Freekshow

May 8, 2008

Slides for the Océ presentation

Filed under: .Net,Events,Linq,Speaking — Freek Leemhuis @ 12:55 pm

For those who attended my LINQ talk yesterday at the Océ headquarters, thanks for coming. Find below the slides used for this presentation. Included are some resources (links, book recommendations) that I did not get around to mention. I guess 2 hours was not enough…

ado-vnext LINQ presentatie Océ 

Advertisements

March 26, 2008

LINQ to SQL problems

Filed under: .Net,Linq — Freek Leemhuis @ 4:49 pm

Anko has written about what he perceives as problems with LINQ to SQL in this post. Bob has previously spoken in similar terms. I’m putting in my two cents below.

#1 LINQ to SQL is designed for a two tier scenario. LINQ to SQL does not fits natural with a multi layer architecture.

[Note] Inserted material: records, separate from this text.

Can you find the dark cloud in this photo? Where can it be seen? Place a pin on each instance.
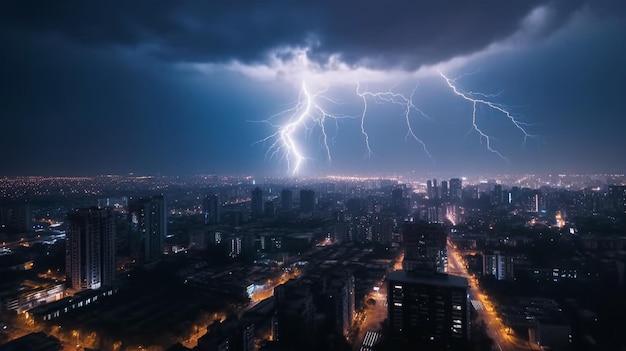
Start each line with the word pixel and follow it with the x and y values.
pixel 374 32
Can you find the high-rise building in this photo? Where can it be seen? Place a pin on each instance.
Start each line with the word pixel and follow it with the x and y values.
pixel 286 200
pixel 428 311
pixel 498 264
pixel 340 289
pixel 617 197
pixel 456 189
pixel 425 248
pixel 211 209
pixel 90 249
pixel 307 200
pixel 256 205
pixel 294 318
pixel 15 217
pixel 497 195
pixel 148 226
pixel 445 192
pixel 429 189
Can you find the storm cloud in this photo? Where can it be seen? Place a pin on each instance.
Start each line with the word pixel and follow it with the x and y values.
pixel 404 33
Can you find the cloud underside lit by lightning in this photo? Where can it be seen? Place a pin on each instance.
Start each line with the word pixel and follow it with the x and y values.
pixel 476 98
pixel 296 123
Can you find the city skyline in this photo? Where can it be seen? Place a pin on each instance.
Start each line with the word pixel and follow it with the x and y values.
pixel 199 88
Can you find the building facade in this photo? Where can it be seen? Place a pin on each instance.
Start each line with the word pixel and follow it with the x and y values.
pixel 90 250
pixel 148 226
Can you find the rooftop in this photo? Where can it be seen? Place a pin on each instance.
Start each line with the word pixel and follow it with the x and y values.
pixel 439 279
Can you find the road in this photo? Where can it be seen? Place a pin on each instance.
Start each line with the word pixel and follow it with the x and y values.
pixel 496 330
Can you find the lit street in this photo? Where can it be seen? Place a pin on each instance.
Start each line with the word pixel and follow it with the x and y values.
pixel 497 331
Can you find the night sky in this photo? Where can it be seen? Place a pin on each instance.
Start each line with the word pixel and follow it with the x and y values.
pixel 179 87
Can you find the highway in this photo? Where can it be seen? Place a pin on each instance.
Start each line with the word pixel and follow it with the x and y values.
pixel 496 330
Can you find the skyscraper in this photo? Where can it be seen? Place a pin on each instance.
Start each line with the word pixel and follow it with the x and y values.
pixel 429 189
pixel 15 217
pixel 286 200
pixel 425 247
pixel 428 311
pixel 445 193
pixel 307 200
pixel 148 227
pixel 90 250
pixel 211 209
pixel 257 203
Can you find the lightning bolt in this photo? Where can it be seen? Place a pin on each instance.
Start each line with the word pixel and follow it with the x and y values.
pixel 308 112
pixel 471 97
pixel 397 99
pixel 304 115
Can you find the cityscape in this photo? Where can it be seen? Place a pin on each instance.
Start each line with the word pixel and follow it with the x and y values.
pixel 213 262
pixel 312 175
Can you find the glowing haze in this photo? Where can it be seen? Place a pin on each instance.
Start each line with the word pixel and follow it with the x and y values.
pixel 312 87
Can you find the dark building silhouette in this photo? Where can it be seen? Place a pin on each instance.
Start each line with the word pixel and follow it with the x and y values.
pixel 429 189
pixel 428 311
pixel 229 335
pixel 426 248
pixel 617 197
pixel 257 203
pixel 33 342
pixel 398 201
pixel 307 200
pixel 456 189
pixel 445 192
pixel 148 226
pixel 269 209
pixel 211 209
pixel 293 324
pixel 90 250
pixel 15 217
pixel 286 200
pixel 340 291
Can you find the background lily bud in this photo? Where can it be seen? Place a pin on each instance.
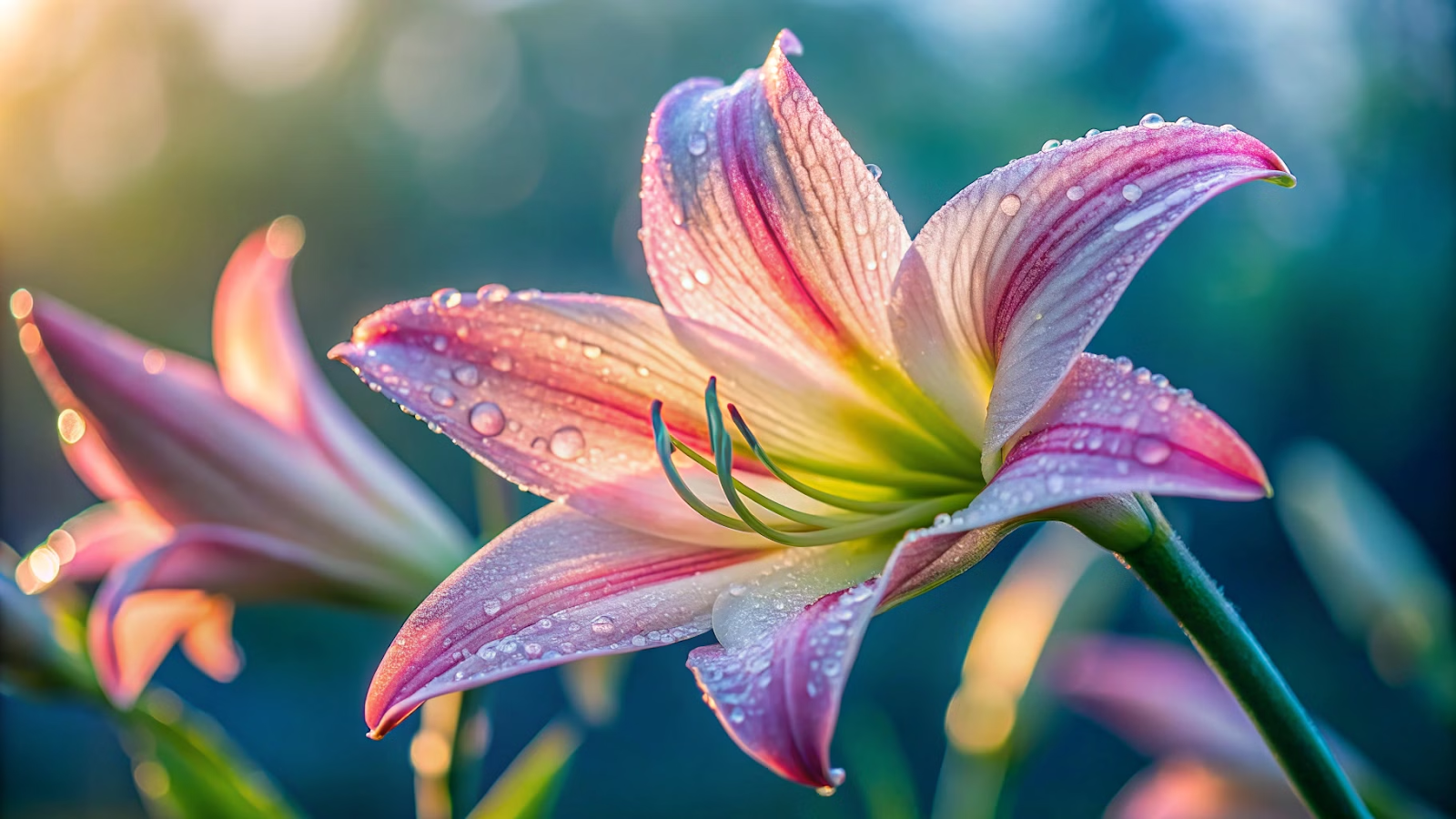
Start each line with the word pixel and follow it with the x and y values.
pixel 247 482
pixel 29 654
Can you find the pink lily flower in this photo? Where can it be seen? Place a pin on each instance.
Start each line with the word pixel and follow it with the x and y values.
pixel 900 405
pixel 1210 760
pixel 245 482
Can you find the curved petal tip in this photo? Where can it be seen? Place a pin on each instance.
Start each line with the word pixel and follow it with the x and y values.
pixel 788 43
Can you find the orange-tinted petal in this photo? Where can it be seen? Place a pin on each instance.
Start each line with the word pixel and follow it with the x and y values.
pixel 264 361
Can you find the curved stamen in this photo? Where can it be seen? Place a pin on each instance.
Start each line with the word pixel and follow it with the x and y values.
pixel 817 521
pixel 804 489
pixel 664 453
pixel 902 519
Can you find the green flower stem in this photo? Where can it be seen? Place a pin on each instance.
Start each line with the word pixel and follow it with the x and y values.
pixel 1169 570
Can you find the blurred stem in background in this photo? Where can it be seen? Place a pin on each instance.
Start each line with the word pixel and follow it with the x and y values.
pixel 1057 584
pixel 1169 570
pixel 883 774
pixel 1373 571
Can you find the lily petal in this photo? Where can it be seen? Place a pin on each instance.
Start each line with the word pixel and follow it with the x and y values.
pixel 1016 273
pixel 210 646
pixel 196 455
pixel 555 392
pixel 264 363
pixel 1111 430
pixel 557 586
pixel 175 592
pixel 778 678
pixel 140 636
pixel 759 219
pixel 111 533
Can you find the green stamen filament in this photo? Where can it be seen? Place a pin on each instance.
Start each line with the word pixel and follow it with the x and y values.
pixel 866 519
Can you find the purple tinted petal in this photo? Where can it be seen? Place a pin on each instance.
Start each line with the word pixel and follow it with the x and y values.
pixel 1016 273
pixel 776 682
pixel 1161 698
pixel 557 586
pixel 779 695
pixel 1111 430
pixel 759 217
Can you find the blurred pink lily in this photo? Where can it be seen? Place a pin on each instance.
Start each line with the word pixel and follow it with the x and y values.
pixel 1210 760
pixel 249 482
pixel 899 404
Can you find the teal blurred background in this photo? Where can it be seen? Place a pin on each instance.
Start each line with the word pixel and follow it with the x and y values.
pixel 456 143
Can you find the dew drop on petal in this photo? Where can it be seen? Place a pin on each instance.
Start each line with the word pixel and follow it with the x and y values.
pixel 1150 452
pixel 446 298
pixel 488 419
pixel 568 443
pixel 466 375
pixel 492 293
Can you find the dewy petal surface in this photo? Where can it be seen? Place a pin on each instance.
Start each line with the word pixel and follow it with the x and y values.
pixel 786 646
pixel 555 390
pixel 264 361
pixel 1111 430
pixel 1016 273
pixel 557 586
pixel 759 219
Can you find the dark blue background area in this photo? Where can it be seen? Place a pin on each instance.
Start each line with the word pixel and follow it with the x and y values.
pixel 1324 310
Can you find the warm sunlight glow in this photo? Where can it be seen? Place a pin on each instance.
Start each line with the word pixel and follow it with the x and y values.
pixel 46 564
pixel 63 544
pixel 70 424
pixel 21 300
pixel 25 579
pixel 155 360
pixel 1011 636
pixel 29 339
pixel 286 237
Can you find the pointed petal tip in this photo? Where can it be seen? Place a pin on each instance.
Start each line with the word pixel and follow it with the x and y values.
pixel 21 303
pixel 788 43
pixel 344 351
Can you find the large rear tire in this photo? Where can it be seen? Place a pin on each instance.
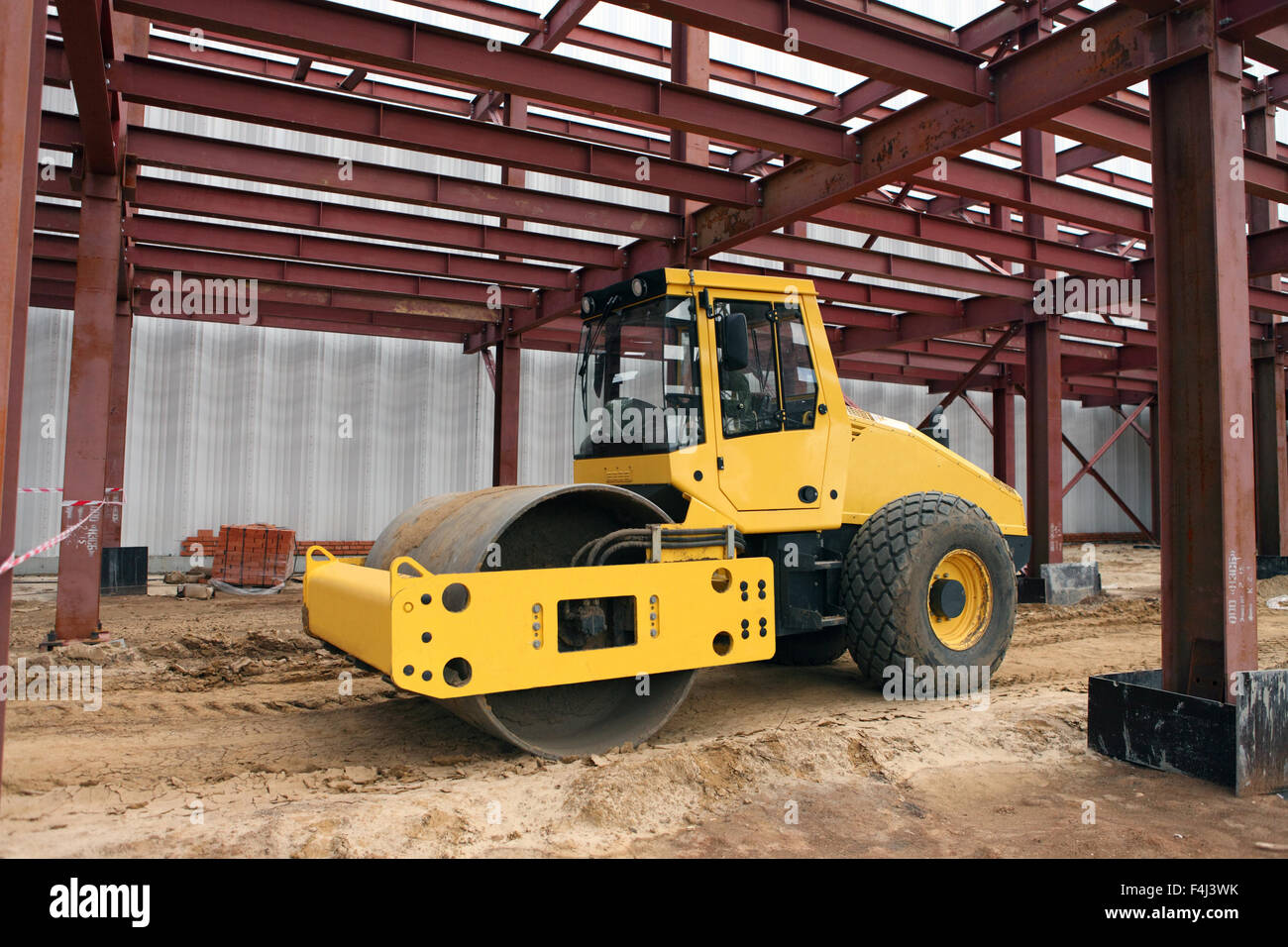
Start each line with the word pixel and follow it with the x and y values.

This statement does not really specify what part of the design would prevent fitting LINQ to SQL in with a multi layer architecture. It’s true that the party line from the Microsoft camp seems to be that a 2-layer design would fit best with LINQ to SQL: you roll the data access layer and the business logic layer into one, with LINQ to SQL functioning as a 1:1 abstraction layer between your model and the database. I would use this model only for small-scale, data-driven applications. Problem with these applications usually is that they tend to evolve, bits get added on left right and center, and soon a fairly large codebase sprouts without a well thought out design.

When you need an enterprise-level application, you usually do not want to rely on the 1:1 mapping that LINQ to SQL offers. The database is will be normalized (or, in fact, denormalized) in a way that will not be in line with your domain model. (I think this is what Paul is referring to). In these cases, using an OR Mapper that would allow you to map entities to tables using the data mapper pattern is the more obvious choice.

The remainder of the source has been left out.